Dedicated resources for joint research: Dedicated Anthropic teams will work on shared government priorities. A significant compute allocation will be provided to support government testing and research. Anthropic's safety and red-teaming expertise will be made available to advance the state of AI evaluation more broadly.
A common industry bar: Anthropic will work with the government and industry peers toward a shared, voluntary security and evaluation standard for frontier model providers — contributing evaluations, tooling, and best practices that the government can apply consistently across the field.
What This Episode Reveals About the Future of AI Governance
The eighteen days between Fable 5's shutdown and restoration are worth reading as a preview of the relationship that is forming between frontier AI companies and governments — not a relationship that either side fully designed, but one that is being constructed in real time through events like this one.
The export control order was blunt by necessity: the government had one lever available (export controls) and applied it immediately when a concerning report arrived. The fact that the bypass turned out to be minor, and that the same behavior was reproducible in models far less capable than Fable 5, did not change the government's initial response because there was no framework for making that assessment quickly and credibly.
The industry framework being developed through Anthropic, Amazon, Microsoft, and Google is an attempt to build that assessment infrastructure before the next incident — not after. A shared language for describing jailbreak severity allows governments to calibrate responses proportionally, AI companies to communicate findings clearly, and the relationship between them to function on something more reliable than case-by-case judgment calls.
Anthropic's statement on this is direct: these rules should be codified in strong regulation and applied equally across frontier model developers. The company is not asking to be left alone. It is asking for a process — a durable, transparent one — that gives cyber defenders and others the certainty they need about access to powerful models.
Final Takeaway
The shutdown and restoration of Claude Fable 5 is the most significant single episode in the history of AI governance to date. Not because the specific jailbreak was dangerous — the investigation showed it was not — but because it demonstrated, in live conditions, every structural gap that currently exists in the relationship between frontier AI capability and government oversight.
The absence of a common jailbreak severity framework meant an ambiguous finding triggered a maximally disruptive response.
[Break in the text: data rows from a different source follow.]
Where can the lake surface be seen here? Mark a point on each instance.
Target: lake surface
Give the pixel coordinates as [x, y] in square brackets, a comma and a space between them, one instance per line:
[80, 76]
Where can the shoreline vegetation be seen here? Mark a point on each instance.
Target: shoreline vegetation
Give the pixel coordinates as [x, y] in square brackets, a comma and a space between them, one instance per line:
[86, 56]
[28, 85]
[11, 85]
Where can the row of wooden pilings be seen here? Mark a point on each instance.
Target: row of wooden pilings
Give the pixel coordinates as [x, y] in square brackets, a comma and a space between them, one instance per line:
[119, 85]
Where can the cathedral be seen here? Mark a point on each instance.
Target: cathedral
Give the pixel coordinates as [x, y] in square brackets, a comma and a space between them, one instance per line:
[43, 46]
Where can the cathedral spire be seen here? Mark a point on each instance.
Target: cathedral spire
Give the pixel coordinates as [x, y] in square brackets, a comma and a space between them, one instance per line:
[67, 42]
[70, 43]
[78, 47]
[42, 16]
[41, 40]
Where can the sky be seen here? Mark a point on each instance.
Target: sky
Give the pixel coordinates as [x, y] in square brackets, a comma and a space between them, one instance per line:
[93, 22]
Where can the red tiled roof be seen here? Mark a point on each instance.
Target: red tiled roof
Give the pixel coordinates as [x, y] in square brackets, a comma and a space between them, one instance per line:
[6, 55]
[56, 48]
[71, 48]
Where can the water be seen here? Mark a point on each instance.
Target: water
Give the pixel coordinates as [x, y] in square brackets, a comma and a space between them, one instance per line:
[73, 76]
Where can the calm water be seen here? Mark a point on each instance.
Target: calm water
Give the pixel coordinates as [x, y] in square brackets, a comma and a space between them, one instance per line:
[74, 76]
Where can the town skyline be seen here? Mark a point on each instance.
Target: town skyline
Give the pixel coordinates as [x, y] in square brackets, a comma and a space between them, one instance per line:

The absence of a pre-agreed export control process meant the shutdown had to be global and immediate rather than targeted and proportionate. The absence of formal pre-release government evaluation meant the government was responding to a report rather than participating in a prepared process.
The four government commitments, the industry jailbreak framework, the new HackerOne program, and the new safety classifier that came out of the episode are all attempts to build the infrastructure that would have made this disruption avoidable. Whether they succeed will depend on whether the rest of the industry joins the framework effort and whether the government follows through on formalizing the collaboration commitments into the durable regulation Anthropic is calling for.
The models are back. The harder work of building the governance layer around them is just beginning.